Sunday, December 03, 2006

Mad Rooster, 5X7 watercolor painting.

I think I can add this guy to the silly animals collection.

When my kids were small, we had a mean rooster named, Duke Rooster. A trapper brought him to our house, and asked us if we'd keep him. This trapper had been tying Duke by one leg to a tree, using him as coyote bait. When the coyote came in to get the rooster, the trapper would shoot the coyote. This trapper said the rooster had fended off so many coyotes, so courageously, he began to feel sorry for the rooster and was looking for a good home for him so the rooster could live out his days in peace.

We took Duke Rooster in. Which was fine and good until Duke became the tyrant of the farm. The kids didn't dare go outside. He had spurs that would win in a Boone and Crocket spur contest. We carried a pitchfork with us everywhere we went and when Duke squatted down and spread his feathers for a charge, we'd pick him up with the pitchfork and hold him until he got out of the mood.

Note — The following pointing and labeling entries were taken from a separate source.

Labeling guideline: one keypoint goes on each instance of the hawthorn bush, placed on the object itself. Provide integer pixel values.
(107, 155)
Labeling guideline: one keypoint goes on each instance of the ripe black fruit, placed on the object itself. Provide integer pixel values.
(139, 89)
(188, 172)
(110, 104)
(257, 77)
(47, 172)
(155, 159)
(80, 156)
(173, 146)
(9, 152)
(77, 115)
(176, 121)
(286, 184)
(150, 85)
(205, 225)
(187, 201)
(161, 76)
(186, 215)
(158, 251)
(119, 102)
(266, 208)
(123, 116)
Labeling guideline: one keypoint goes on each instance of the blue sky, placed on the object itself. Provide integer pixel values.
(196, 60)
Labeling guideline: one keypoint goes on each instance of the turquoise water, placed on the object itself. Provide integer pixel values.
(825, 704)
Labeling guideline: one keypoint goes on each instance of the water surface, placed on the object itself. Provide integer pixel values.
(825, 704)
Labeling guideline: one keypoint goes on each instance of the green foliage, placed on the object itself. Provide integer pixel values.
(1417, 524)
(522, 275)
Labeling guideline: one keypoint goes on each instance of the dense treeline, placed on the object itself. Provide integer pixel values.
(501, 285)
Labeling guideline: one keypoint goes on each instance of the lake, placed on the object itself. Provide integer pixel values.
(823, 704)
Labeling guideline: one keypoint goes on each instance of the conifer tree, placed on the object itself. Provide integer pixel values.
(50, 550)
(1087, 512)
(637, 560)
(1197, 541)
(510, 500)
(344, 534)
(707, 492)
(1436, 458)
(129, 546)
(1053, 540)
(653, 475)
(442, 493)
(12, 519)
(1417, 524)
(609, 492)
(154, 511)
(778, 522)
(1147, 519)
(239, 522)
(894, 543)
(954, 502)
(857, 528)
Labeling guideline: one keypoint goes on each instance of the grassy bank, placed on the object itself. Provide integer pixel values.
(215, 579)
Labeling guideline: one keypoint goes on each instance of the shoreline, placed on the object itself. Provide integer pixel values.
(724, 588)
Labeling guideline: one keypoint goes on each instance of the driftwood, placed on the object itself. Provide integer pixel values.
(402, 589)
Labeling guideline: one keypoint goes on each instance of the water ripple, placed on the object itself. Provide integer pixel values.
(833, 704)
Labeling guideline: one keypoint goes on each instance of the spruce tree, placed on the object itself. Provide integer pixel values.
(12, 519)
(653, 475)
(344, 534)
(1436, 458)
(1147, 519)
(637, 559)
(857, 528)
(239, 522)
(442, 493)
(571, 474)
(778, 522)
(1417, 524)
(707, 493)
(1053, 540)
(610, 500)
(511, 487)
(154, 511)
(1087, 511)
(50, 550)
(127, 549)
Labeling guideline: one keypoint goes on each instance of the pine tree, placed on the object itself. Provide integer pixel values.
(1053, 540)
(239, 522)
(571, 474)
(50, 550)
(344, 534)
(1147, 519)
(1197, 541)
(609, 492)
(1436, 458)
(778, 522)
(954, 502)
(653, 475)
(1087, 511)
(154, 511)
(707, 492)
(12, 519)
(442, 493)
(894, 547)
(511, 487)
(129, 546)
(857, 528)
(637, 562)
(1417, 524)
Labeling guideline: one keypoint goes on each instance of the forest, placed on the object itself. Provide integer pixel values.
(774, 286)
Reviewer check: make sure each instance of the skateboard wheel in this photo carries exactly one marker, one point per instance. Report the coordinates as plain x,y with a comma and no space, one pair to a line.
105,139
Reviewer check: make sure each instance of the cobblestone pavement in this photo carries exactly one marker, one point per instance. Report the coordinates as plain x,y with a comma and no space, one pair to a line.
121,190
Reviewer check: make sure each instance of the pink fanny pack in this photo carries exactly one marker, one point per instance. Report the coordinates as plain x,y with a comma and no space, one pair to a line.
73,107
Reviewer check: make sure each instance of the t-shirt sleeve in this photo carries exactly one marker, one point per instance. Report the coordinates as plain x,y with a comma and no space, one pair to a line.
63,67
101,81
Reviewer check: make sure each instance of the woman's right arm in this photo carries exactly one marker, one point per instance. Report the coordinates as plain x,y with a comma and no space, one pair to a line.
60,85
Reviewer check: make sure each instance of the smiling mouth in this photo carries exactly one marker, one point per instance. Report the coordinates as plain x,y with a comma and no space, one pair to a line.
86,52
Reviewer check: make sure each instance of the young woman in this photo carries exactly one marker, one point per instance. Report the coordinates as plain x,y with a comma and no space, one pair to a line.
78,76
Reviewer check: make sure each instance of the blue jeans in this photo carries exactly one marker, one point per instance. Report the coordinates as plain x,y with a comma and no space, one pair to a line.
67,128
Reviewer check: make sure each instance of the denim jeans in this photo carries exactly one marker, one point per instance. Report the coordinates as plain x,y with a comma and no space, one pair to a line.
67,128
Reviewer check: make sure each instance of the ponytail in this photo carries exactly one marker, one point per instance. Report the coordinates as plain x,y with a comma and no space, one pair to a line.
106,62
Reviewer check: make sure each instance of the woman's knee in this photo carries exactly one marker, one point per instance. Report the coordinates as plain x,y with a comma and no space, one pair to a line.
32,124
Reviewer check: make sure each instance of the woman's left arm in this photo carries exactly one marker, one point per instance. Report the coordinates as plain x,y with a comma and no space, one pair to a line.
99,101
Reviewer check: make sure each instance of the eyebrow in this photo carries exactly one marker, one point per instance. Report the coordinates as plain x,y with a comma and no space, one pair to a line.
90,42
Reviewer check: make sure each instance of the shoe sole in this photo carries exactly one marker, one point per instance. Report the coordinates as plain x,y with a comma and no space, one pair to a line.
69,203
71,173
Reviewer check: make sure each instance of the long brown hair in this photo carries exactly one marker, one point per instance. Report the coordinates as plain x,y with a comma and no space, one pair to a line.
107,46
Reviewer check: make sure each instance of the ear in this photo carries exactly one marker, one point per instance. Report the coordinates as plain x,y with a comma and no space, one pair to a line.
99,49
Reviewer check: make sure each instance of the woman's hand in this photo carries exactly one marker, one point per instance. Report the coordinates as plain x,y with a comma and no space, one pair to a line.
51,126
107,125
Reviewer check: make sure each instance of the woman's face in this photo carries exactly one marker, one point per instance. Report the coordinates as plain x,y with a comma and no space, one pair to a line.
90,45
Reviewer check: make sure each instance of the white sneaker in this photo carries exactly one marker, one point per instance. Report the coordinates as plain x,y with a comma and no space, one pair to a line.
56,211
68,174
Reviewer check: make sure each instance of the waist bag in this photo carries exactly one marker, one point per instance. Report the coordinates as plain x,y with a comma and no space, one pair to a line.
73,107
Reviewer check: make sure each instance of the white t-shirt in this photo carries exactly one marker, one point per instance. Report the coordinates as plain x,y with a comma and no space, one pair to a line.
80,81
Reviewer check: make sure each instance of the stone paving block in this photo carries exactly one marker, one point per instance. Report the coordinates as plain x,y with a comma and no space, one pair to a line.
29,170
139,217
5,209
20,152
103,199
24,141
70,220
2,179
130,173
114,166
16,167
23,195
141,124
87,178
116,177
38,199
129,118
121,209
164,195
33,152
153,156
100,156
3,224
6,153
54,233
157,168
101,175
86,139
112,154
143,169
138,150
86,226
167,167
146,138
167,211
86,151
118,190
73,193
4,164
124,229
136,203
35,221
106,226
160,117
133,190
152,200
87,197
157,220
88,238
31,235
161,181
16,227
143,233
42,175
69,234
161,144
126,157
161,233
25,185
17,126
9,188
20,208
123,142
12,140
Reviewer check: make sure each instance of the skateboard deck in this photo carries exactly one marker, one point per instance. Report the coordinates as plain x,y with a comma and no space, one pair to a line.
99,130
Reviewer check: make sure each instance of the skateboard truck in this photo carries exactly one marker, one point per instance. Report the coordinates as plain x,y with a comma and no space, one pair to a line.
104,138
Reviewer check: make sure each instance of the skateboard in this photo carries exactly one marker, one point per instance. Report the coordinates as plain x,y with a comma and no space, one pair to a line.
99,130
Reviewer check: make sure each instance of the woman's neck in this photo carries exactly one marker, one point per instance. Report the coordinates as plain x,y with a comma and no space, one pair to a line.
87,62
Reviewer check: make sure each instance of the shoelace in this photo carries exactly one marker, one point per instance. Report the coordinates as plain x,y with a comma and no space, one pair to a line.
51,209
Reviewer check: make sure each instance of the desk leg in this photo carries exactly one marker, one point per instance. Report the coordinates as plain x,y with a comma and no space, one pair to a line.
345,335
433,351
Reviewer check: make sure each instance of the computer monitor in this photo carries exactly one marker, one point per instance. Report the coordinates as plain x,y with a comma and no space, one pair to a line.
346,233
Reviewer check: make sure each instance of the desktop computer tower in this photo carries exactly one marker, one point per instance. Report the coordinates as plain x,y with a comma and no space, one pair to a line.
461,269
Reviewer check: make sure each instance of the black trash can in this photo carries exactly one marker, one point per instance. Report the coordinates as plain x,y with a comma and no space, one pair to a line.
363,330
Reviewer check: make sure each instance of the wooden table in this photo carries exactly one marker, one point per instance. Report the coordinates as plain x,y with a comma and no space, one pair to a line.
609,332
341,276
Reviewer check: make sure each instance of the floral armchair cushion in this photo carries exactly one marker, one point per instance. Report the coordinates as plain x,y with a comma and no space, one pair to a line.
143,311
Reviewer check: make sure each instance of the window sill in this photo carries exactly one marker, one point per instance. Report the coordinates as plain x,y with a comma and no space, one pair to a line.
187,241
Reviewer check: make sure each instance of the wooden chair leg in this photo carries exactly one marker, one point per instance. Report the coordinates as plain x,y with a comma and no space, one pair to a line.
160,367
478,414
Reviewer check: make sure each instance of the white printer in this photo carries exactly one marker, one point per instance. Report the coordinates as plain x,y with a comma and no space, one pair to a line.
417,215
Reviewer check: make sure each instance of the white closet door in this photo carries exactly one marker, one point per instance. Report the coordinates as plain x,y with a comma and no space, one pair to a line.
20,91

With his feet through the tines on the pitchfork, he couldn't go anywhere and he'd eventually get over being mad.

Duke roosted at night on the corral rails. We think a hawk got him because one night, he disappeared. For a rooster, he lived quite a life.

My grandma is dying. She had a massive stroke last weekend. She wants to die, she refused all life support. Her throat is paralyzed and so is one side of her body. She never wanted to live to be as old as she is, she wanted to die when my grandpa died but that didn't happen. She's been in a place where she was cared for as she couldn't live alone for a few years now.

I guess I feel as mad as this rooster one minute and as sad as all get out the next. I wish she could peacefully go to be with the Lord in heaven. Who knew she would suffer this long without food or water? And knowing how she would hate to live with IV's and feeding tubes and not being able to move and being to old to recover, how can we wish her to live any longer? And how can we, as her family, not respect her wishes? Even after she had the stroke, she couldn't talk, if a nurse approached her with an iv or oxygen or suggested a feeding tube, she'd get so agitated. She jerked oxygen from her face, she doesn't want any of it. Talk about courage to the very last. She always told us, "Don't worry about me, I'm a tough old bird." It's true, she is.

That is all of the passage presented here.